Dupe, pauvre dupe… comme la vie t’a trompé !

— Ah ! Justement ! Je fus heureux ! On peut donc l’être ! Si je n’avais jamais eu les joies je ne saurais pas… je serais comme tant d’autres, aveugles, miséreux-nés ; on leur parle de la lumière, mais ils ne désirent même pas ! On les ennuie, à tant les plaindre. Que leur veut-on ! En quoi ce que le toucher, l’odeur, la saveur et les sons créent de jouissance peut-il encore se charger d’un surcroît de beauté !

Le monde futur ! Ces gens m’en parlaient tant et tant… La société meilleure ! — J’y voulais bien aller, mais je ne savais qu’y mettre. Je creusais mon ennui comme une nuit d’aveugle, il n’y avait pas, jamais il n’y était entré un rayon expliquant la joie de la lumière !

Je fus heureux… — Qui donc me rebouche les yeux ? — J’ai eu les plus grandes joies et ma nuit est brûlante de cendres que je fouaille en vain pour y refaire la flamme…

Comme la vie était douce… On désirait la vie. Tout jeune, quand on ne sait pas, dès le premier échec on ne songe qu’à mourir. Mais j’ai su. J’ai voulu vivre, et, seulement, pour vivre un peu, je voulais travailler un peu moins.

Je sais, à présent. Le bonheur existe. Il est tout simple. On le peut. Il n’y a qu’à vouloir. Tous ensemble ! Comprenez-moi, écoutez-moi…

— Père, j’ai faim.

Il faut agir. C’est vrai que le rêve paraît fragile. C’est vrai qu’il paraît loin…

Mais cette société-ci — solide ! Elle fuit de toutes parts. Proche ! Mais elle vous chasse ; tous les bras vous y repoussent. On se cramponne en vain. Tes poings seront secoués jusqu’à ce que tu lâches prise. Plus de travail. Cela suffit, vogue vers la Terre promise. Tu te noieras peut-être, ou tu y parviendras. Ici, plus de place. Il faudra bien que tu t’en ailles,..

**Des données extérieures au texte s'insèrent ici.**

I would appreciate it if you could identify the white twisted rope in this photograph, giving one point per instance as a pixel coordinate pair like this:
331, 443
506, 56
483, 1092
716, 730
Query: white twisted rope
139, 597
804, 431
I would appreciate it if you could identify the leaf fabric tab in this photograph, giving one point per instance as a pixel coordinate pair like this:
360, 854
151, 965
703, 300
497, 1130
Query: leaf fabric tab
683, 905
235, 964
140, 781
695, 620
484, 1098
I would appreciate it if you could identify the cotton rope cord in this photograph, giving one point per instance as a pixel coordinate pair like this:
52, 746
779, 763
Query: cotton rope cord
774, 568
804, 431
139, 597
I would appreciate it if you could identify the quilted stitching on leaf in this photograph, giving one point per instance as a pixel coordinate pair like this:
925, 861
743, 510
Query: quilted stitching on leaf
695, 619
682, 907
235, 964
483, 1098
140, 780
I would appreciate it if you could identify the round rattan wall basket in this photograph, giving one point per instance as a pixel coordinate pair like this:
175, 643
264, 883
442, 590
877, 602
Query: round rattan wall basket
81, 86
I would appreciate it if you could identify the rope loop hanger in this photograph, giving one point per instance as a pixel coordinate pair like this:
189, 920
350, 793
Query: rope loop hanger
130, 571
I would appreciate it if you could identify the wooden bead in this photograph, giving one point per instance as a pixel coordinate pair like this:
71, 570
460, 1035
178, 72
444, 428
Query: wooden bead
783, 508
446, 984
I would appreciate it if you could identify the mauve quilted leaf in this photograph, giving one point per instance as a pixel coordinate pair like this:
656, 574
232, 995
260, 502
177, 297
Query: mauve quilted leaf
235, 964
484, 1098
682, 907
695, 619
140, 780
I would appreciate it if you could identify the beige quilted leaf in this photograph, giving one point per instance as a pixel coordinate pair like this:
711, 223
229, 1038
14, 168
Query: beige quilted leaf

— Je pars. Qui va me suivre ?

Je pars. Je quitte le travail, qui ne sème que misère. La grève ! Que des jachères reposent la société…

Le bonheur existe. Il est tout simple. On le peut tout de suite. Il n’y a qu’à vouloir, tous ensemble. Écoutez…

Mais écoutez donc… Le bonheur, le vôtre ! Proche, de votre temps, quand vous voudrez… Tâchez de comprendre…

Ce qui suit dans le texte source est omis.